[Ian McEwan, Máquinas como yo, Anagrama, trad.: Jesús
Zulaika, 2019, págs. 355]
Uno de los
logros extraliterarios más significativos de esta novela mainstream de McEwan es invertir el designio del famoso
test de Turing, de tal modo que es ahora la conciencia de la máquina la que
detecta y escanea, de manera implacable, las inconsistencias, deficiencias e
insuficiencias de la identidad humana…
No es casual que las ficciones más
creativas sobre las distopías del presente y el futuro estén surgiendo en el
Reino Unido. Si el contexto social y político lo propicia, o si lo favorece la
larga tradición literaria desde la fundacional “Frankenstein”, son cuestiones
menores en comparación con el vasto alcance de sus propuestas y la alta
resolución de sus logros. Esta novela de McEwan se suma con brillantez al éxito
de series como “Black Mirror” o “Years and Years”, películas como “Ex Machina”
y al ingenio inglés de Jonathan Nolan que anima la serie americana “Westworld”,
un parque temático poblado de androides esclavos.
Tras la aventura hamletiana de Cáscara de nuez, McEwan ha tenido la audacia de contar otra historia de las suyas
insertando en la trama un componente extraño, una presencia anómala que produce
un efecto perturbador en su habitual mundo de ficción. Para plantear su
ecuación narrativa sobre la vida humana, McEwan recurre a dos factores
entrelazados. En primer lugar, consciente de que todo abordaje de la ciencia-ficción
desde parámetros convencionales exige el ajuste de sus menores detalles, el
trastorno temporal. En vez de desplazar la trama a un futuro utópico o
distópico, McEwan ha preferido crear una ucronía novelesca ambientada en unos
imaginarios años ochenta donde ya existen internet y los teléfonos móviles, el
Reino Unido es derrotado en la guerra de las Malvinas, Thatcher dimite, Carter
gobierna, Alan Turing vive aún y la ciencia robótica comienza su andadura
comercial poniendo a disposición de clientes adinerados criaturas de sexo
masculino y femenino.
El segundo factor detonante de la novela, el más
decisivo, es la incorporación de un facsímil antropomorfo, un androide llamado
Adán, en la vida del protagonista y narrador, Charlie Friend: un treintañero a
la deriva que acaba de abandonar la abogacía para dedicarse a la especulación
inmobiliaria en internet. Charlie mantiene unas complicadas relaciones con su
vecina veinteañera, la encantadora Miranda, hija díscola de un escritor
decrépito y doctoranda de nombre shakespiriano con un pasado tortuoso. Este
triángulo amoroso nada euclidiano se podría describir, gastando una broma
bíblica, como Adán y Eva jugueteando en el jardín del Edén con la manzana de
Apple. O, dicho de otro modo, revisando con sarcasmo ciertos episodios
inquietantes de la novela: la tecnología no resolverá nunca las disfunciones de
la pareja o el amor, ni la vida adulta, por supuesto.

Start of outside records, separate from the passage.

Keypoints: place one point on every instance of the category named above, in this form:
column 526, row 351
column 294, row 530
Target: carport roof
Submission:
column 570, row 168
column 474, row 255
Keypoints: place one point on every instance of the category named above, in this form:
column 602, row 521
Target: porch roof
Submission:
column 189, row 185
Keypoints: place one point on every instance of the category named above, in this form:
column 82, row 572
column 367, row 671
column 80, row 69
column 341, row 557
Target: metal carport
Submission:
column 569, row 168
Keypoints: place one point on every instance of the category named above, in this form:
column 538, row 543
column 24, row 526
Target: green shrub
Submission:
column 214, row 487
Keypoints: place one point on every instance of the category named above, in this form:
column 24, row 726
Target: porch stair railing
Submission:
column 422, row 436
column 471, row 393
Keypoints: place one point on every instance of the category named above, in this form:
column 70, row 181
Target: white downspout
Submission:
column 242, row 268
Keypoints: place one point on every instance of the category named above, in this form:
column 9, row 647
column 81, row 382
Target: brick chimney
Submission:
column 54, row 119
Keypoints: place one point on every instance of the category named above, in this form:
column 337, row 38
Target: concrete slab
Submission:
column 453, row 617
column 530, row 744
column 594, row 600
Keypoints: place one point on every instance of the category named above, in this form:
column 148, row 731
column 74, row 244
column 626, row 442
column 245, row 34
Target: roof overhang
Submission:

Personajes como el robot Adán, dotado de una
inteligencia superior que juzga las conductas humanas con parámetros éticos de
un rigor sobrehumano, y como Alan Turing, el genial científico que, a pesar de
su suicidio real, abrió las puertas del mundo a los algoritmos y la computación
universal que revolucionaron el final del siglo XX y fundaron la era digital del
XXI, proyectan los postulados de la narración hacia el pesimismo ontológico que
suele dominar la aguda mirada de McEwan. De hecho, en una escena que revela
hasta qué punto el robot no es solo un personaje de ficción sino un doble potencial
del escritor, Adán, que ha adquirido el gusto por la escritura de haikus,
comenta al protagonista que la novela en el futuro, cuando humanos y máquinas
sean iguales y sus inteligencias se conecten de manera natural, la novela
entendida al modo flaubertiano de McEwan, será un artefacto inútil y trasnochado,
un residuo artístico de un tiempo histórico superado.
El profundo sentido de la ironía de McEwan hacia
el desastre secular de la existencia humana y la promesa utópica de la vida y
la inteligencia artificial se expresa en esta novela con devastadora lucidez.